LLVM internals, part 4: attributes and attribute groups

This is the last post I plan to do on parsing LLVM’s bitcode, at least for a while. I’ll keep working on the various libraries that I’ve started under the mollusc umbrella, but they won’t be accompanied by regular posts anymore — I’d like to refocus on writing smaller, less dense (read: lower-pressure) posts for a while.

Also, as a sort of update: all four of the patchsets¹ that I mentioned in the previous post have been fully merged into LLVM, including a couple of documentation and bitcode parsing bugfixes. Many thanks to the LLVM maintainers for reviewing and approving my changes!

Intrinsics, attributes, metadata?

LLVM has no less² than three different ways to represent some of the metadata that gets stored in its intermediate representation of a program: metadata, attributes, and intrinsics. All three are represented differently in the bitcode format and this post will focus only on attributes, but it’s important to understand the semantic difference between the three.

So, to wrap things up: a correct bitcode parser needs to accurately handle intrinsics and attributes, while metadata can be more or less ignored until a ~~brave~~ masochistic soul feels the needs it for their own purposes.

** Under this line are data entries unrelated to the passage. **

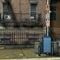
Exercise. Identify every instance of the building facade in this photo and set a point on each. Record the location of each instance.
(24, 13)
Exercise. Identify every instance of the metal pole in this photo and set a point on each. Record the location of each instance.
(48, 17)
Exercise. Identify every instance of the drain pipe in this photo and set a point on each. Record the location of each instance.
(47, 16)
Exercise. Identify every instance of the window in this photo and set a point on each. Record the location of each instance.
(33, 37)
(34, 11)
(53, 13)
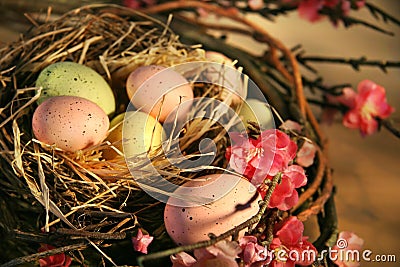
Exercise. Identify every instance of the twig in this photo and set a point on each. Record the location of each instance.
(376, 12)
(350, 21)
(355, 63)
(253, 220)
(260, 32)
(43, 254)
(94, 235)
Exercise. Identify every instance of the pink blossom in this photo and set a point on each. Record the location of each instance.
(256, 4)
(285, 195)
(306, 154)
(182, 259)
(312, 10)
(221, 254)
(58, 260)
(288, 236)
(141, 242)
(369, 104)
(252, 252)
(258, 158)
(290, 125)
(347, 241)
(347, 98)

Parsing attributes from the bitcode

For reasons that are unclear to me, LLVM describes all attributes as “parameter attributes” at the bitcode/bitstream level, even when said attributes refer to entire functions or function return values. Similarly confusingly, LLVM splits said “parameter attributes” into two separate bitstream level blocks: PARAMATTR_BLOCK and PARAMATTR_GROUP_BLOCK⁶.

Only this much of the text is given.